Auf Villa Eden herrschte Stille und Trauer; draußen aber setzten die leichtblütigen Rheinländer ihr Leben in gewohnter Weise fort. Die Schoppengäste saßen beisammen. Da war die Rede von Paris, von London, von Amerika, der geht hin, der ist dort, der kommt heim; das ganze bewegliche Wesen der Rheinländer wurde laut; das lebt beständig wie auf die Welle gesetzt.

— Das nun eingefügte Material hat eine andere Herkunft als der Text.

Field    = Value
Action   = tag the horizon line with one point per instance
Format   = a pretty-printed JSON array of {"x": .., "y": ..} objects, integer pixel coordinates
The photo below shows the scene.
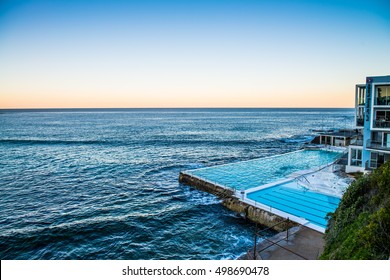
[{"x": 148, "y": 108}]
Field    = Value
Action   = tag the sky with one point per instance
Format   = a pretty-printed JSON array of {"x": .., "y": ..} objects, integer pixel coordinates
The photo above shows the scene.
[{"x": 146, "y": 54}]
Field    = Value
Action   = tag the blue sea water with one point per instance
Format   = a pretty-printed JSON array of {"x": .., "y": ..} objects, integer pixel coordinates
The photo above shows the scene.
[
  {"x": 257, "y": 172},
  {"x": 103, "y": 184}
]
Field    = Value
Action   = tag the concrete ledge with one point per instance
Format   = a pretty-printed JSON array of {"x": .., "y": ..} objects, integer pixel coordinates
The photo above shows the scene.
[{"x": 233, "y": 203}]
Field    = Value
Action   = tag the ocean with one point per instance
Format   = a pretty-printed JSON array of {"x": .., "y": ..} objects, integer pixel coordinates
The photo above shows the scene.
[{"x": 103, "y": 183}]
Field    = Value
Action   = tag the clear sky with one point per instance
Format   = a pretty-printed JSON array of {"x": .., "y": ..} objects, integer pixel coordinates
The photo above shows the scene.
[{"x": 73, "y": 54}]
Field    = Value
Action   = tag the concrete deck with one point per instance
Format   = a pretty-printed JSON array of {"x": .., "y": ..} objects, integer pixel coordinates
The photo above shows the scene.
[{"x": 303, "y": 243}]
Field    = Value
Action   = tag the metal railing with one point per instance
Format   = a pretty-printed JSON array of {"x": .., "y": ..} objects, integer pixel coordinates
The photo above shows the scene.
[
  {"x": 359, "y": 121},
  {"x": 357, "y": 142},
  {"x": 376, "y": 145},
  {"x": 255, "y": 254},
  {"x": 381, "y": 124}
]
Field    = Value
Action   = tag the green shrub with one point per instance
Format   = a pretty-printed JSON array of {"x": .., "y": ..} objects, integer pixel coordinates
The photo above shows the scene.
[{"x": 360, "y": 227}]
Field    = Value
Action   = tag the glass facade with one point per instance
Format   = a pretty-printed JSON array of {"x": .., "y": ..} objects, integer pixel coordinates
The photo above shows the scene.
[
  {"x": 382, "y": 94},
  {"x": 356, "y": 157}
]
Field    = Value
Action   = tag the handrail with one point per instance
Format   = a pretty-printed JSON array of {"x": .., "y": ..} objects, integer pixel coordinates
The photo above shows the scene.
[{"x": 259, "y": 234}]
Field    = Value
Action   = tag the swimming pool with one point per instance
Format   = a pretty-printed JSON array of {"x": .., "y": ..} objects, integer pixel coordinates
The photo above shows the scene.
[
  {"x": 295, "y": 200},
  {"x": 257, "y": 172}
]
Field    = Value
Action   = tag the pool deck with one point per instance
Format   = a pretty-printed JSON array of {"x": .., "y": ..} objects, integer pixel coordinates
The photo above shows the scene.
[
  {"x": 303, "y": 244},
  {"x": 267, "y": 215}
]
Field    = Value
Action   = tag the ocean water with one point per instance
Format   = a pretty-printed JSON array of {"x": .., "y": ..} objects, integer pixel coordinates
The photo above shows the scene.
[
  {"x": 254, "y": 173},
  {"x": 103, "y": 184}
]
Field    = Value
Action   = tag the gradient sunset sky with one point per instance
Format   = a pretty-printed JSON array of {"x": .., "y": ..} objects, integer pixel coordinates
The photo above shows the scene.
[{"x": 85, "y": 54}]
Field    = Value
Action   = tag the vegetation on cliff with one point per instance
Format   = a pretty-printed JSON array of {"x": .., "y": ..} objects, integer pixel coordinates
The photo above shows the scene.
[{"x": 360, "y": 227}]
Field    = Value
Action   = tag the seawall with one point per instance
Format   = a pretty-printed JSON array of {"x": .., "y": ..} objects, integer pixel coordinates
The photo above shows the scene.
[{"x": 230, "y": 201}]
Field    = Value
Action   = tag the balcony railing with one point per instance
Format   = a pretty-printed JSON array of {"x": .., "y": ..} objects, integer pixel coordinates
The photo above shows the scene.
[
  {"x": 381, "y": 124},
  {"x": 383, "y": 101},
  {"x": 359, "y": 121},
  {"x": 376, "y": 145},
  {"x": 357, "y": 142}
]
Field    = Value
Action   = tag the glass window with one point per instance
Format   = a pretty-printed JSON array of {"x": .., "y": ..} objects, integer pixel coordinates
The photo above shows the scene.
[
  {"x": 382, "y": 95},
  {"x": 356, "y": 157}
]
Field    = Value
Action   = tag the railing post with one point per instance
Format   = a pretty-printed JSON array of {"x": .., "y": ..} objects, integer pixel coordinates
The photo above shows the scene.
[
  {"x": 288, "y": 224},
  {"x": 254, "y": 247}
]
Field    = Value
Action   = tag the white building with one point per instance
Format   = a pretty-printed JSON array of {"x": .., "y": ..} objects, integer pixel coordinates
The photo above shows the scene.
[{"x": 372, "y": 117}]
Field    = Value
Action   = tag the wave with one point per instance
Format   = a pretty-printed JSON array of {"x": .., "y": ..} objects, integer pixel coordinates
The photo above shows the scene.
[
  {"x": 157, "y": 142},
  {"x": 298, "y": 139},
  {"x": 50, "y": 142}
]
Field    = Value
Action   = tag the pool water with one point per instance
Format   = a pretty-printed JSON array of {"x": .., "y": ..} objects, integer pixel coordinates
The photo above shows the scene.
[
  {"x": 298, "y": 201},
  {"x": 254, "y": 173}
]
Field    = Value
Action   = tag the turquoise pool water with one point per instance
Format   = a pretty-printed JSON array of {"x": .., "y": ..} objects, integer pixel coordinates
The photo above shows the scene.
[
  {"x": 297, "y": 201},
  {"x": 254, "y": 173}
]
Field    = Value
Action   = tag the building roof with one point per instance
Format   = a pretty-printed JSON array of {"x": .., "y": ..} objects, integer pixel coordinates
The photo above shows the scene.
[{"x": 340, "y": 133}]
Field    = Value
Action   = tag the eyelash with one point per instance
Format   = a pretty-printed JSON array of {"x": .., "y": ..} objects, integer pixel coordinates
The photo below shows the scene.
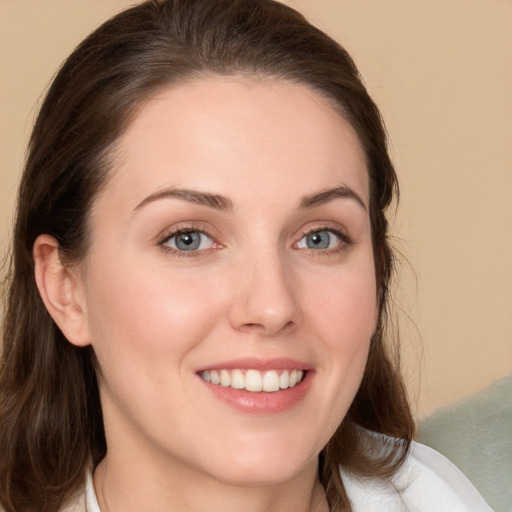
[
  {"x": 164, "y": 239},
  {"x": 345, "y": 241}
]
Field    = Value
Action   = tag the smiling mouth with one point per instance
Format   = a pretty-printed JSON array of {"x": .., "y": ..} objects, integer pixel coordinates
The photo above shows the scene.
[{"x": 254, "y": 381}]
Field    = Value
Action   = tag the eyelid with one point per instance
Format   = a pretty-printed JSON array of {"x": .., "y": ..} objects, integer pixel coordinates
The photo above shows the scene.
[
  {"x": 337, "y": 230},
  {"x": 186, "y": 227}
]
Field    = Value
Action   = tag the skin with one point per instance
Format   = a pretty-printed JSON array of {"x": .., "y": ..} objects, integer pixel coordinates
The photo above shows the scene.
[{"x": 155, "y": 315}]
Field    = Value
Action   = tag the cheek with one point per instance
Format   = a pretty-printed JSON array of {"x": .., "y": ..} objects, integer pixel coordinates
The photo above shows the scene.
[{"x": 140, "y": 315}]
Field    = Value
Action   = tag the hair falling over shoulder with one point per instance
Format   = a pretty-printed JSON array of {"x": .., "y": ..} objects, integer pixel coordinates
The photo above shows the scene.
[{"x": 51, "y": 426}]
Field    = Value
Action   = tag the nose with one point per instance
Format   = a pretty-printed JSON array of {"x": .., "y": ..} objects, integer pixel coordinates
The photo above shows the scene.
[{"x": 266, "y": 300}]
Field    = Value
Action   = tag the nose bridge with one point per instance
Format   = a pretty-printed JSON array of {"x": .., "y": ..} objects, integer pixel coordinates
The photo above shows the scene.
[{"x": 265, "y": 300}]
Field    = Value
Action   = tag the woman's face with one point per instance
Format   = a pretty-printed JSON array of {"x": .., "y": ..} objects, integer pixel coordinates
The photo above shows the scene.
[{"x": 231, "y": 244}]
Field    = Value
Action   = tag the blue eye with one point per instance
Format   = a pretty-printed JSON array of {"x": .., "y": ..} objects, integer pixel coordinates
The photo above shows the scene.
[
  {"x": 320, "y": 240},
  {"x": 189, "y": 241}
]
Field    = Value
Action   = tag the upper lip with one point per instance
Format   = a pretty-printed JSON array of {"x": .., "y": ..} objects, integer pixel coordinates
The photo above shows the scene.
[{"x": 278, "y": 363}]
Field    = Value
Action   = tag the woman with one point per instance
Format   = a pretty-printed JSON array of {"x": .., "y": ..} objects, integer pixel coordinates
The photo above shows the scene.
[{"x": 203, "y": 208}]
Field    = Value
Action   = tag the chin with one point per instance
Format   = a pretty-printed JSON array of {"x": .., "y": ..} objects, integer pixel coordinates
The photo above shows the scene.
[{"x": 255, "y": 468}]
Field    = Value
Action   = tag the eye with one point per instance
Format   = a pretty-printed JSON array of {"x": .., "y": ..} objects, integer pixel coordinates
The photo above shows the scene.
[
  {"x": 320, "y": 240},
  {"x": 188, "y": 241}
]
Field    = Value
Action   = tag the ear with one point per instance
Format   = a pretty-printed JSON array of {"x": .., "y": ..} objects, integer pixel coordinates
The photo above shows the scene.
[{"x": 62, "y": 291}]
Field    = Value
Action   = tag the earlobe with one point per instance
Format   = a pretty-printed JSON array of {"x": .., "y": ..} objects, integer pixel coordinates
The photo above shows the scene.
[{"x": 61, "y": 290}]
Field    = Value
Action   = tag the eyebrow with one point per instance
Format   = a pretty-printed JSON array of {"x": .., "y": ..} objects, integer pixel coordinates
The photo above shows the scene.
[
  {"x": 192, "y": 196},
  {"x": 343, "y": 191},
  {"x": 223, "y": 203}
]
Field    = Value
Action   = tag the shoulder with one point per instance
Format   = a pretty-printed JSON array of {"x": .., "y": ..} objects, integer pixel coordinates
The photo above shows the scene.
[
  {"x": 85, "y": 501},
  {"x": 427, "y": 482}
]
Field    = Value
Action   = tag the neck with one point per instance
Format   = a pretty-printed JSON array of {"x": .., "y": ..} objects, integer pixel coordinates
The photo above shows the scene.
[{"x": 120, "y": 487}]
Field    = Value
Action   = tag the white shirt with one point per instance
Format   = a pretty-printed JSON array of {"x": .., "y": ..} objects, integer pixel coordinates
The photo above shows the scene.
[{"x": 427, "y": 482}]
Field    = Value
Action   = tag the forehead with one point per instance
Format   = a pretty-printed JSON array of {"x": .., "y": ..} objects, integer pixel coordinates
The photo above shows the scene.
[{"x": 220, "y": 132}]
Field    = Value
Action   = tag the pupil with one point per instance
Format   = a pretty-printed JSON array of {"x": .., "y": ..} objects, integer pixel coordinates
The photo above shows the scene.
[
  {"x": 319, "y": 240},
  {"x": 188, "y": 241}
]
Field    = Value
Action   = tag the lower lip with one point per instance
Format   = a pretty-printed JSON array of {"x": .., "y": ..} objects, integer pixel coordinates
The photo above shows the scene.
[{"x": 262, "y": 403}]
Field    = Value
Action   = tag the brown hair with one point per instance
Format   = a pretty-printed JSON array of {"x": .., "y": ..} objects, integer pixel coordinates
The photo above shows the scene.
[{"x": 50, "y": 413}]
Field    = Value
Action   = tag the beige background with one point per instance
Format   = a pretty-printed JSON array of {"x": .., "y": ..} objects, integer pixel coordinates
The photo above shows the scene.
[{"x": 441, "y": 72}]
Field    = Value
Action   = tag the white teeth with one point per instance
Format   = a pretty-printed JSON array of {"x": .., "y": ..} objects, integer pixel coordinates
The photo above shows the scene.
[
  {"x": 254, "y": 380},
  {"x": 271, "y": 381},
  {"x": 284, "y": 380},
  {"x": 237, "y": 379},
  {"x": 225, "y": 378}
]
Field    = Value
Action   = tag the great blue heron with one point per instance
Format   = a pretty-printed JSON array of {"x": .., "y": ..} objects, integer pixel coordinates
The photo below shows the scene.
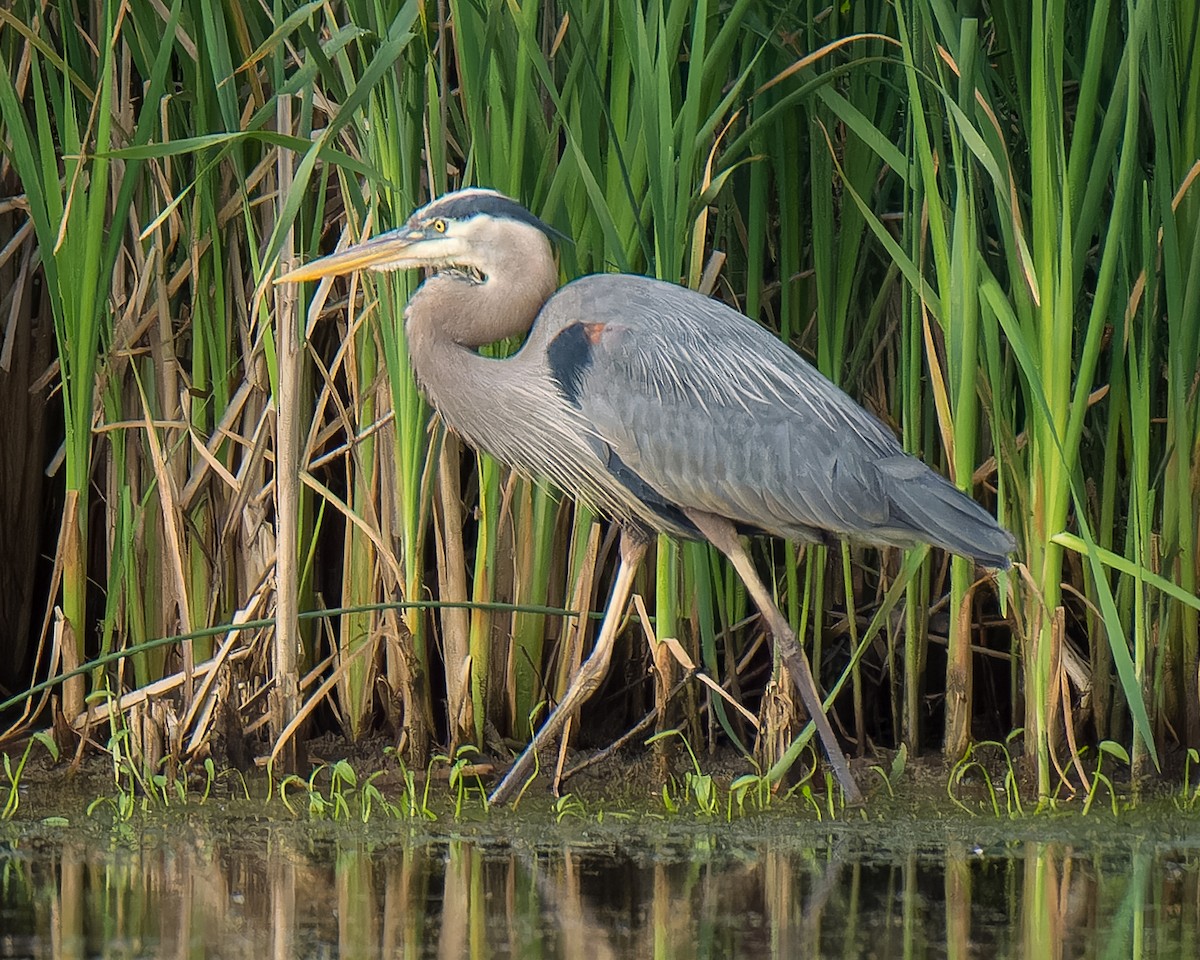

Der grüne Strauß war im Nachbarstädtchen aufgesteckt, die treuen Verehrer des Heurigen, der noch auf der Zunge tanzt, versammelten sich. Zuerst kam der Holzhändler, man kann eigentlich nicht sagen, er kam, denn er war immer da; er ging nur bisweilen nach seinem Hause, um nach dem Geschäfte zu sehen, dann war er wieder in der guten getäferten Wirthshausstube, wo es im Sommer so kühl und im Winter so behaglich warm und so früh dunkel ist, daß man bald bei Licht trinken kann.

Nun kamen sie nach und nach alle heran mit jenen zufriedenen Mienen, die die Zuversicht eines guten Trunkes und einer behaglichen Unterhaltung verleiht.

Sie saßen endlich beisammen. Zuerst ging's an ein Besprechen über das Benehmen des Pfarrers beim Begräbniß der Frau Ceres. Man stritt hin und her, ob der Kirchenfürst den Auftrag hiezu gegeben oder mindestens einverstanden sei. Weiter wagte man sich nicht, denn der Holzhändler, oder vielmehr die Frau des Holzhändlers hielt streng zur Geistlichkeit.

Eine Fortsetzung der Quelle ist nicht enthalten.